Though primarily a respiratory pathogen, shreds of evidence indicate the liver as an extra-pulmonary site for SARS-CoV-2 infection causing liver injury ranging between 14.8% to 78% ^[28][29] [28,29]. The possible mechanism of hepatic injury in COVID-19 could either be virus related cytopathic effect or infection-induced cytokine storm. Two independent studies on healthy cohorts by single RNA sequencing data demonstrated significant ACE2 expression (59.7%) in cholangiocytes. SARS-CoV-2 binds to the ACE2 expressed cholangiocytes and being facilitated its entry by TMPRSS2 [30]. Higher coexpression of ACE-2 and TMPRSS2 in human trophoblast cell surface antigen 2 (TROP2^high) cholangiocyte progenitor cells of the liver has been reported [31]. The human liver ductal organoid model revealed that cholangiocyte permissiveness for SARS-CoV-2 causes direct liver injury leading to the accumulation of bile acids [32]. In 54% of COVID-19 patients, the ACE2 expression was found to be high in bile duct cells as evidenced by elevated gamma-glutamyl transferase (GGT) levels [33]. Ablation of tight junction protein claudin 1 and down-regulation of apical sodium-dependent bile acid transporter (ASBT) and cystic fibrosis transmembrane conductance regulator (CFTR) might be the contributing factors towards liver injury in COVID-19 [32] (Figure 1).

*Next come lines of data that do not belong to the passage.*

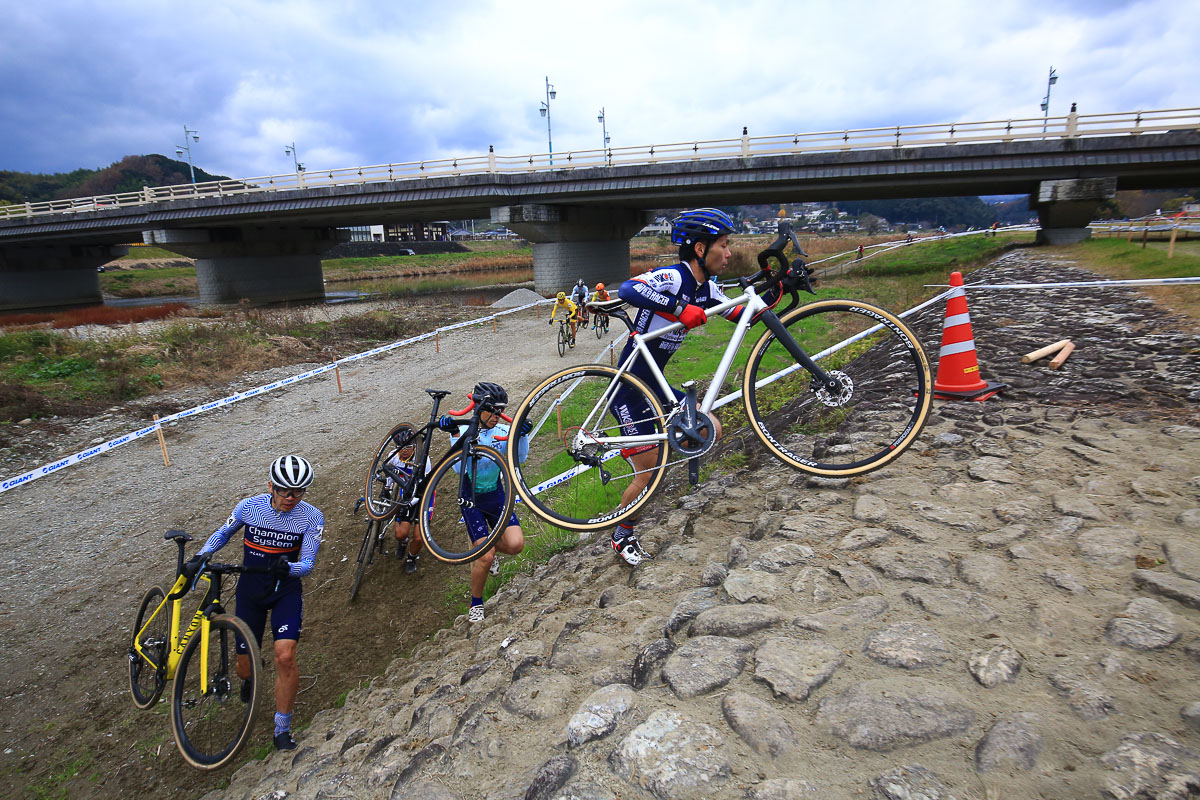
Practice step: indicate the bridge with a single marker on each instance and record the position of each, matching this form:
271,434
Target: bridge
262,238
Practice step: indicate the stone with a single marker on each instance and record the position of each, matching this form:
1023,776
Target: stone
795,668
703,665
858,578
1108,546
949,602
757,723
905,565
882,715
599,714
1086,698
863,537
1012,743
672,757
777,559
844,618
996,666
735,620
1183,558
907,645
1145,624
1169,585
751,585
910,782
539,697
1151,765
648,663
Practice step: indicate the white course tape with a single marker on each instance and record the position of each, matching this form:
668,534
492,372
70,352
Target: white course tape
63,463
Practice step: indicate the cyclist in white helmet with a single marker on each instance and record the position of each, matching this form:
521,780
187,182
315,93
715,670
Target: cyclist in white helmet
282,534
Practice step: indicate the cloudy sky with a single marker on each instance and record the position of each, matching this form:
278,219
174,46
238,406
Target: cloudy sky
373,82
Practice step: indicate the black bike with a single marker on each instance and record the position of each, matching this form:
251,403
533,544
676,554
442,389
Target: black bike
393,493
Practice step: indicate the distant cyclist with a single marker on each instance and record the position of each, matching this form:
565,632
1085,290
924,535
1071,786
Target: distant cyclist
663,296
282,534
570,310
490,497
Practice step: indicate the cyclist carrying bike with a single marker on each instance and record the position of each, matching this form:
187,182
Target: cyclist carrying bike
282,534
573,312
491,398
665,295
580,296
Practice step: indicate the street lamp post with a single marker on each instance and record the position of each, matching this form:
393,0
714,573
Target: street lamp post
180,149
291,150
1045,103
545,112
604,127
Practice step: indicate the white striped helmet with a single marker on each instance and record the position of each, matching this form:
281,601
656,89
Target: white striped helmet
291,473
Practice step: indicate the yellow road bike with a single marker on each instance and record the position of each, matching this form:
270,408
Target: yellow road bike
210,715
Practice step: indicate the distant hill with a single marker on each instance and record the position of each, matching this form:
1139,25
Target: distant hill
130,174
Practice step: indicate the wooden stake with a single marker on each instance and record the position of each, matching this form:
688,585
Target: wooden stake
1062,355
1030,358
162,444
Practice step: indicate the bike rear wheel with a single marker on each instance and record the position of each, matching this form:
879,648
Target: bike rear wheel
148,650
209,720
886,389
448,500
383,488
571,479
366,553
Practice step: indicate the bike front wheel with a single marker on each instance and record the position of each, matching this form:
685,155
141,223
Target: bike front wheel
574,477
881,404
383,489
466,495
148,650
208,717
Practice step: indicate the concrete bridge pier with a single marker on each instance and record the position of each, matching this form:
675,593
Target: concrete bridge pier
39,276
1066,206
571,242
257,264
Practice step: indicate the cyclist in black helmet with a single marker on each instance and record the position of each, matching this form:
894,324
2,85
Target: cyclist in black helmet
663,296
491,400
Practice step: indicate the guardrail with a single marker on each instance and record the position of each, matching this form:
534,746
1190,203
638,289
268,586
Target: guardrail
1072,126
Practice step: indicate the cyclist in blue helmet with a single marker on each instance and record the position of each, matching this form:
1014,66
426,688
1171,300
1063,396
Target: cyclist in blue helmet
663,296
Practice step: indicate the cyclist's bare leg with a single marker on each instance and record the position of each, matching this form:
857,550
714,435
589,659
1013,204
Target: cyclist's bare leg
287,675
510,542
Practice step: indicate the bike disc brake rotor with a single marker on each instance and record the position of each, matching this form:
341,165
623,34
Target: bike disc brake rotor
841,397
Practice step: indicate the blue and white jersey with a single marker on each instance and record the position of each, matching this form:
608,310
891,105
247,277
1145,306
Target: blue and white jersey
269,534
659,295
487,475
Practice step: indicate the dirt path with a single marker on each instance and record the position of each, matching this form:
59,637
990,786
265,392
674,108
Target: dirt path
83,545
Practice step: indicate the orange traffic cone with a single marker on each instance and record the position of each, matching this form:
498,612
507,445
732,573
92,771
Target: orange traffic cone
958,371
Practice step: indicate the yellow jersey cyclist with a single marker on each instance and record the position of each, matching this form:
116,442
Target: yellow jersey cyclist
573,312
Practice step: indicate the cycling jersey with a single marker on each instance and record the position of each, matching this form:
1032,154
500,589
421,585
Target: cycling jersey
269,534
571,310
487,475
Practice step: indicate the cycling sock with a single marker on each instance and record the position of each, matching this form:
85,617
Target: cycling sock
621,531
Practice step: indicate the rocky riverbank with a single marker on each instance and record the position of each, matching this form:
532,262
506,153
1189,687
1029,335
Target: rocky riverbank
1011,609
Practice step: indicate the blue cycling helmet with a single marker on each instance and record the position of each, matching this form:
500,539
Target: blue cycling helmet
699,224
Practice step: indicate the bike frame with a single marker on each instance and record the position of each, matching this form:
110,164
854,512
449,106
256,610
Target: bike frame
755,306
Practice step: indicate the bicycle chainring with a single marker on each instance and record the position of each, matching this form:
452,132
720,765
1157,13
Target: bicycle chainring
841,397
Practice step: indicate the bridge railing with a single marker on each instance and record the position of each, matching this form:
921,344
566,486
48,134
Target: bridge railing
747,146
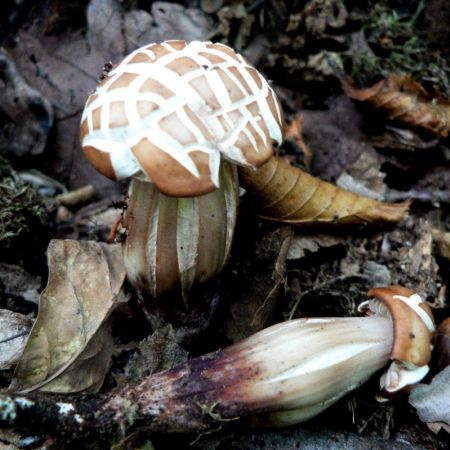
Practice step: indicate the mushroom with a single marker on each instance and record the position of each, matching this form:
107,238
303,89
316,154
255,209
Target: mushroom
177,117
289,372
413,331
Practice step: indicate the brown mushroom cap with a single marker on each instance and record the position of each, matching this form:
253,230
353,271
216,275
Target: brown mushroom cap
168,112
413,328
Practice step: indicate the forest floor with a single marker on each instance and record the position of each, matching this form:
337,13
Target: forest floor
51,56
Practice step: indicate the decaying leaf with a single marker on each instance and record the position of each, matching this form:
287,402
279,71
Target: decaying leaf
288,194
70,345
301,244
432,402
364,177
14,329
406,101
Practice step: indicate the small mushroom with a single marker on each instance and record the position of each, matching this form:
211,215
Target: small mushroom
289,372
413,331
177,117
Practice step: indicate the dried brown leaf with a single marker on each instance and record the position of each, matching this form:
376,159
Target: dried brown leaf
288,194
432,402
14,330
70,345
406,101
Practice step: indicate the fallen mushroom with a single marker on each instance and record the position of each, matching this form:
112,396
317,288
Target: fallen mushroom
165,115
413,331
280,376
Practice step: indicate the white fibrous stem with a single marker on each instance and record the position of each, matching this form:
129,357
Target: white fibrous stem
172,242
283,375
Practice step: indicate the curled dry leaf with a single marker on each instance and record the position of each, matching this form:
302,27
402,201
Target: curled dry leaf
288,194
432,402
14,329
70,345
405,101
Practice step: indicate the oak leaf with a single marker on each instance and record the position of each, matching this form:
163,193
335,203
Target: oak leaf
405,100
288,194
14,329
70,345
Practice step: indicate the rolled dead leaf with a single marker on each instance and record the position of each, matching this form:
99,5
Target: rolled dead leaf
288,194
70,345
14,329
405,100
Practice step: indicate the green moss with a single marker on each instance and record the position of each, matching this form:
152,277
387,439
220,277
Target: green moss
393,43
21,209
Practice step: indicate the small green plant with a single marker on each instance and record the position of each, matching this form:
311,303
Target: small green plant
21,209
396,45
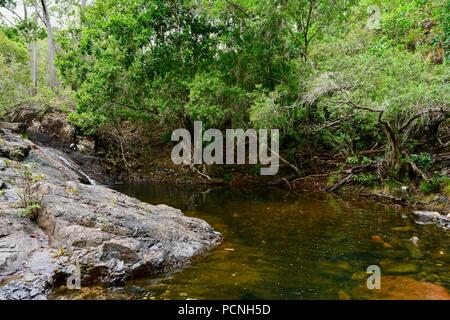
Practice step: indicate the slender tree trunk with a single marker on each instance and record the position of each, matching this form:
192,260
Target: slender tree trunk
53,81
34,54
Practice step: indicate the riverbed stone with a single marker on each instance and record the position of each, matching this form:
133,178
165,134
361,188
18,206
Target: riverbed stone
430,217
111,237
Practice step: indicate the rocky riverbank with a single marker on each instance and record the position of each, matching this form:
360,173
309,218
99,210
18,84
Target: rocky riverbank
78,231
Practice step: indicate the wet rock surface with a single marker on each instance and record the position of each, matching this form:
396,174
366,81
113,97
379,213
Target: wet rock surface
431,217
107,236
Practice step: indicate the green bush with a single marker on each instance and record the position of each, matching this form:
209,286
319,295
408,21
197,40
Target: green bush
423,160
431,186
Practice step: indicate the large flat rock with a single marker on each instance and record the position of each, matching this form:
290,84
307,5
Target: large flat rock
109,237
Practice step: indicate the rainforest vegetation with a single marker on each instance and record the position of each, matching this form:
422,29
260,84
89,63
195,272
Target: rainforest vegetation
350,83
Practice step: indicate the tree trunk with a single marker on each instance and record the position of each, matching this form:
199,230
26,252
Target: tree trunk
53,81
34,54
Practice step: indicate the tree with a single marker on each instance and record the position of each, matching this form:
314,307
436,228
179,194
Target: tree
53,80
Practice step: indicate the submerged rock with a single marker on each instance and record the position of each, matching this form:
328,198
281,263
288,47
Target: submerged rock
430,217
107,236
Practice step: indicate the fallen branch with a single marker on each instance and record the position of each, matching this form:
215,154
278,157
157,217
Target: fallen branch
340,183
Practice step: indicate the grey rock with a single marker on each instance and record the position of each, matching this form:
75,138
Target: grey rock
14,150
110,236
13,126
430,217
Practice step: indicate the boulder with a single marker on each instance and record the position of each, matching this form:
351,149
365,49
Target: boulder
14,150
24,113
13,126
430,217
109,236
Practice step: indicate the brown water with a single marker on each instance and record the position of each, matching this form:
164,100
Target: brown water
286,246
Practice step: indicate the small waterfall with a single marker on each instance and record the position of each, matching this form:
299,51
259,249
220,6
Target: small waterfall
79,171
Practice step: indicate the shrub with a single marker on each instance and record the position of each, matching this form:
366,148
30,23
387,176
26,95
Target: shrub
431,186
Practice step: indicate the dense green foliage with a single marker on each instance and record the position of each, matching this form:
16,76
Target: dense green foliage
313,69
14,80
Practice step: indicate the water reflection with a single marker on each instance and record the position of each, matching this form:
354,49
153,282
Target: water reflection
310,246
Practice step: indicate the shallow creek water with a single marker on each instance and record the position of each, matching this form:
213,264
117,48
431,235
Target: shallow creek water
288,246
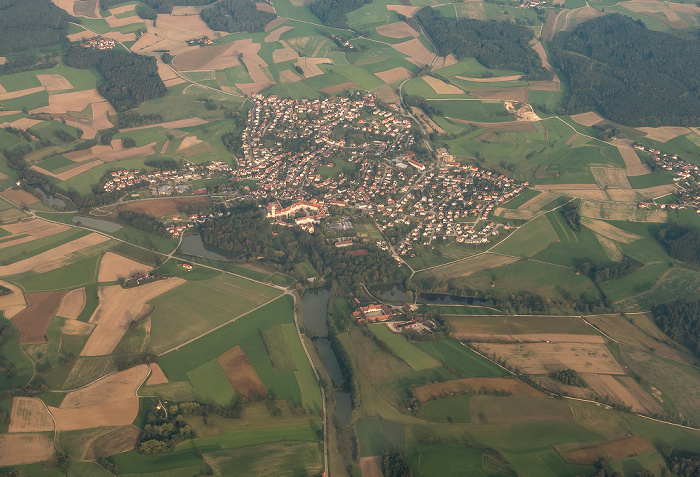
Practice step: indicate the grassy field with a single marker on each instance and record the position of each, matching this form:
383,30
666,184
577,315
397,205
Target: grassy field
415,358
212,302
298,386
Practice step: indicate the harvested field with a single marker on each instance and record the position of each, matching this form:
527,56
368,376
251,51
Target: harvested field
472,265
33,321
397,30
20,93
520,94
494,409
587,119
157,375
19,197
543,358
72,304
115,442
54,258
12,303
440,87
54,82
371,466
632,162
29,414
241,374
275,35
114,388
619,211
164,207
664,134
630,447
404,10
606,385
610,231
493,79
116,414
114,267
393,75
417,52
17,449
310,65
610,248
610,177
474,385
117,308
339,87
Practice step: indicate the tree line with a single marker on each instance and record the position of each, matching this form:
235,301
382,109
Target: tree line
130,78
25,25
629,74
332,12
236,15
496,45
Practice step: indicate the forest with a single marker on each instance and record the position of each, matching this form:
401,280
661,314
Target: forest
332,12
681,242
236,15
496,45
629,74
25,25
680,320
130,78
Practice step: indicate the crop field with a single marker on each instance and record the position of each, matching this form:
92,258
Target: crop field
213,302
543,358
523,328
415,358
474,386
298,386
462,359
495,409
211,384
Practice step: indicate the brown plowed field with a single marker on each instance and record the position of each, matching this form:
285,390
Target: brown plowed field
111,389
115,267
72,304
29,414
33,321
54,258
116,414
164,207
117,308
632,446
17,449
543,358
240,372
13,303
474,385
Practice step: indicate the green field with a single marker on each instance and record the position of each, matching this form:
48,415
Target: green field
198,306
415,358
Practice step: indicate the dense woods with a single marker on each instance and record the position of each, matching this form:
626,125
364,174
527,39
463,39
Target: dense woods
130,78
680,320
236,15
332,12
629,74
496,45
31,24
681,242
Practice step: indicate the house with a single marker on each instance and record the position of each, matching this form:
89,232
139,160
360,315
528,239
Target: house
373,313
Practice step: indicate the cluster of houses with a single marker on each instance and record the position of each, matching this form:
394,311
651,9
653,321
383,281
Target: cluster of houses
99,43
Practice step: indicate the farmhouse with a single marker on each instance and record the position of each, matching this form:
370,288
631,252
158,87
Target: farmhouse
372,313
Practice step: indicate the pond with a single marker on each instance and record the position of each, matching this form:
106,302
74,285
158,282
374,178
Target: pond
392,293
194,245
440,299
97,224
314,310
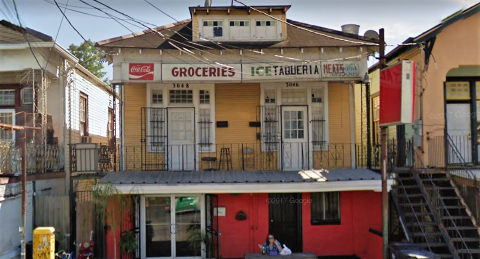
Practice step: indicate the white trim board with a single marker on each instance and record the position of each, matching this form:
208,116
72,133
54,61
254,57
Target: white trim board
360,185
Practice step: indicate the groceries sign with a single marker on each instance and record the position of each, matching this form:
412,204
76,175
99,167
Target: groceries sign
328,70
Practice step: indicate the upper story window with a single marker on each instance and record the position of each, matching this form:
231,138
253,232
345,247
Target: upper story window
27,95
7,97
213,29
83,114
240,29
157,97
266,29
181,96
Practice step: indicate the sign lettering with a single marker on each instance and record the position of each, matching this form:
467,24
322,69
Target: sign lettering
140,71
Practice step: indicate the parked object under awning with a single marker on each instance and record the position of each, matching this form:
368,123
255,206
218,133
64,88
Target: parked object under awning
157,182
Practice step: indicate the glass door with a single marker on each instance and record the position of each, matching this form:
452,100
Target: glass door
158,227
173,227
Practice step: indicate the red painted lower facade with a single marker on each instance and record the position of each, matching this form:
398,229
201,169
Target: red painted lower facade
360,212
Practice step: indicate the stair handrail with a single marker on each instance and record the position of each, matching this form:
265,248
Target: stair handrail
443,207
416,218
459,156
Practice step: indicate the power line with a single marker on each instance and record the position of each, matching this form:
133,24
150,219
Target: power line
25,36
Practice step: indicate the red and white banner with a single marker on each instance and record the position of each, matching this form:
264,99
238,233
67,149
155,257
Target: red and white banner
140,71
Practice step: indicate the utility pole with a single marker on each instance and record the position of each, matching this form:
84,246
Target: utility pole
383,132
24,190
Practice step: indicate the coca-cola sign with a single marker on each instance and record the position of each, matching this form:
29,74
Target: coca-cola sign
141,71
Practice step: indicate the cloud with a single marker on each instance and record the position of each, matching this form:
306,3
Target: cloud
464,3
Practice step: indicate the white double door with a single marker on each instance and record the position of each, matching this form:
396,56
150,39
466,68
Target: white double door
295,146
172,226
460,131
181,139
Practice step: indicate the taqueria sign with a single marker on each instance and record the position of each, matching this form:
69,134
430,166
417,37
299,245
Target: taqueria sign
327,70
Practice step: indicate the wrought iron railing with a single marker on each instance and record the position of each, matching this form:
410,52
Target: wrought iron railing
40,158
239,157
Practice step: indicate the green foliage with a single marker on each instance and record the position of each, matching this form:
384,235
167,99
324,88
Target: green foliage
128,242
196,238
89,58
110,205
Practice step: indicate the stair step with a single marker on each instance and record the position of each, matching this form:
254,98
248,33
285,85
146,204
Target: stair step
460,228
413,204
423,224
456,217
465,239
420,234
418,214
466,251
454,207
413,195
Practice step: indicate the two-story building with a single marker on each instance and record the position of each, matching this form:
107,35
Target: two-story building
240,121
59,104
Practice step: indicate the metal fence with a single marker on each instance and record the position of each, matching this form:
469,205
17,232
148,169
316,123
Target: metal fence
40,158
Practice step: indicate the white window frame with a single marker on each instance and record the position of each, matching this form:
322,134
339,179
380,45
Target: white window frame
165,88
308,86
14,95
23,95
11,111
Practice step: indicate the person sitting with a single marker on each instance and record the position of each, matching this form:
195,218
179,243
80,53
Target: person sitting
271,245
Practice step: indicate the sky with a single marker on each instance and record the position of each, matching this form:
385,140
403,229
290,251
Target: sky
400,18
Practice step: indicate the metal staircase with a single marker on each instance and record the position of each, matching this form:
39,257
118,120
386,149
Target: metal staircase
432,212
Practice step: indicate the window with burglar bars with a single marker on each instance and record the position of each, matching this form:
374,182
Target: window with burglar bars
156,135
270,127
318,119
325,208
205,126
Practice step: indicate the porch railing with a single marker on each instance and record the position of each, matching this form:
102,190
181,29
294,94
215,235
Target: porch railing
40,158
240,156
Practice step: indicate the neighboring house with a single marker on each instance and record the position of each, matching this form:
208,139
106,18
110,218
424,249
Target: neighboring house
255,133
60,104
447,100
436,197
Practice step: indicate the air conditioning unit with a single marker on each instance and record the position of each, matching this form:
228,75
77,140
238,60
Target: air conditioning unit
86,139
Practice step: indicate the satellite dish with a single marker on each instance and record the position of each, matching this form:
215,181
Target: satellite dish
371,34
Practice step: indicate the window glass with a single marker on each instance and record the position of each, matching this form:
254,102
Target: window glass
204,97
27,95
7,97
293,96
157,97
7,117
325,208
181,96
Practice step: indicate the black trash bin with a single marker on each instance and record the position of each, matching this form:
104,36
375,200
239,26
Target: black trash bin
409,251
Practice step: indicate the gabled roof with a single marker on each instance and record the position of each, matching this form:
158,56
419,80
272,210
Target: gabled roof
11,33
430,33
181,35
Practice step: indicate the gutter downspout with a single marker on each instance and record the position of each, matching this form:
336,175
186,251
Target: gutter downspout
352,126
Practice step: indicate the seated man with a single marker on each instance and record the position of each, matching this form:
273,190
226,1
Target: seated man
271,245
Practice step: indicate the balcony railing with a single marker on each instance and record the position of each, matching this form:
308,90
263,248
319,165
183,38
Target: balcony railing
40,159
239,157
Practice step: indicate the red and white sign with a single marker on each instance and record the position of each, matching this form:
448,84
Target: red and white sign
397,94
201,72
141,71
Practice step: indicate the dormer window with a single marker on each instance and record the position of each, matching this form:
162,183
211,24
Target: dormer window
266,29
239,30
213,29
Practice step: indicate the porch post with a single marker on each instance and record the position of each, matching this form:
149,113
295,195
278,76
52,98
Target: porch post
383,131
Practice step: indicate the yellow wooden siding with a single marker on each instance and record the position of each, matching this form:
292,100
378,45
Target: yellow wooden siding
339,153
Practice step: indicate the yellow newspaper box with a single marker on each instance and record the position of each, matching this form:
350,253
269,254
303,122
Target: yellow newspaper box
44,243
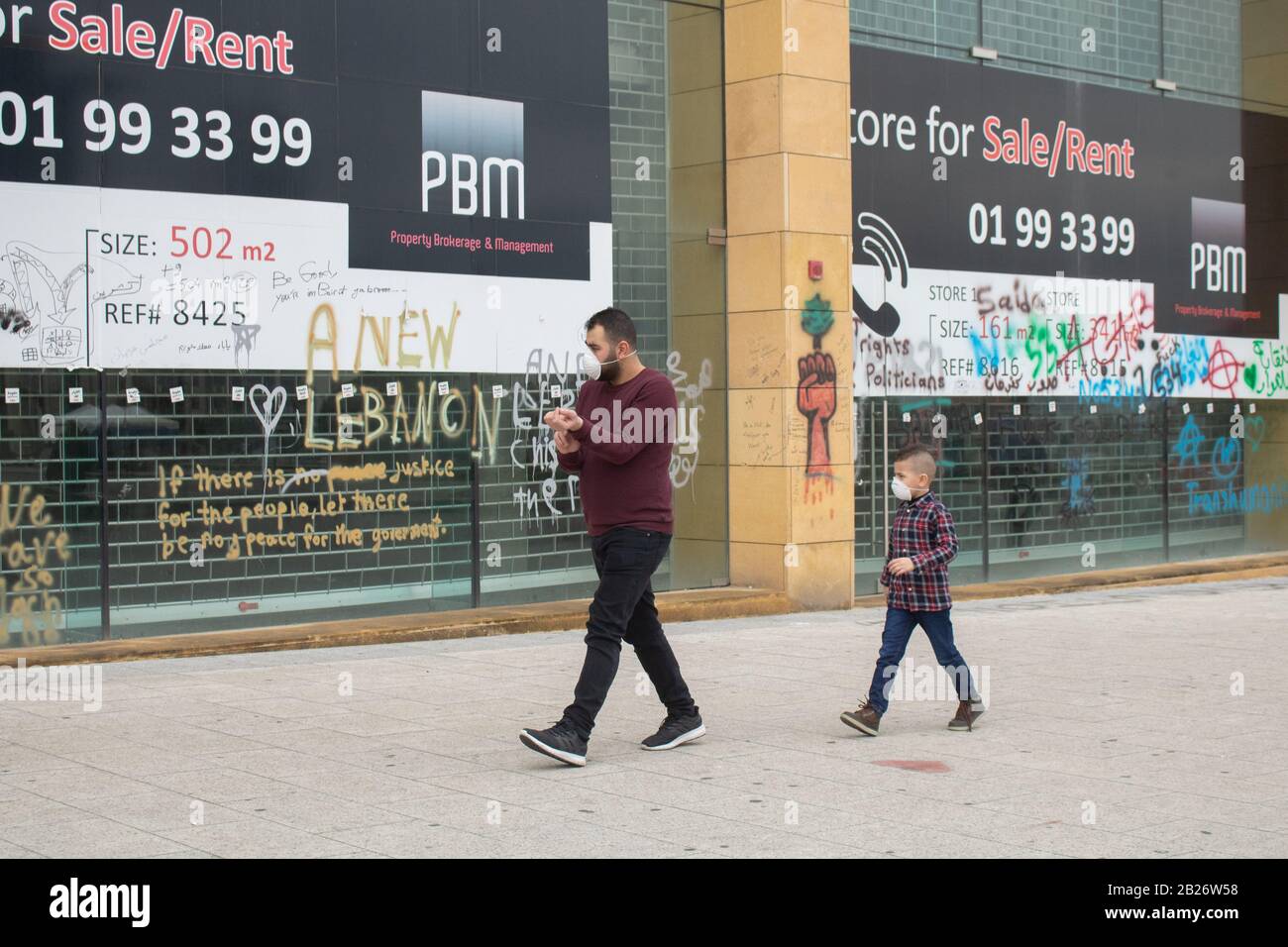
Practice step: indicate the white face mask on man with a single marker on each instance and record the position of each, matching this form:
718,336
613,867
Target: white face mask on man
591,368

A liver biopsy of a COVID-19 positive deceased patient revealed portal inflammation with microvesicular steatosis [34]. Virus-mediated persistent activation of lymphocytes and macrophages secretes inflammatory IL-6, IL-10, IL-2, and IFN-c causing CRS and hepatic injury [35].

Figure 1. Mechanism of hepatic injury: in coronavirus disease 2019 (COVID-19) patients, hepatic injury attributed by (i) direct virus-induced cytopathic effect; (ii) virus-mediated infection-induced cytokine storm. Severe acute respiratory syndrome coronavirus-2 (SARS-CoV-2) binds to the angiotensin-converting enzyme 2 (ACE2), expressed on hepatocytes and cholangiocytes in the bile duct cells causing ablation of tight junction protein claudin 1 and down-regulation of apical sodium-dependent bile acid transporter (ASBT) and cystic fibrosis transmembrane conductance regulator (CFTR), leading to the accumulation of bile acids and contributing towards liver injury. Inflammatory cytokines (interleukin-6, IL-10, and IL-2) secretion by lymphocytes and macrophages aggravate inflammatory responses causing hepatic injury. Black dotted square frame in the figures denotes the selected area for the magnified portion.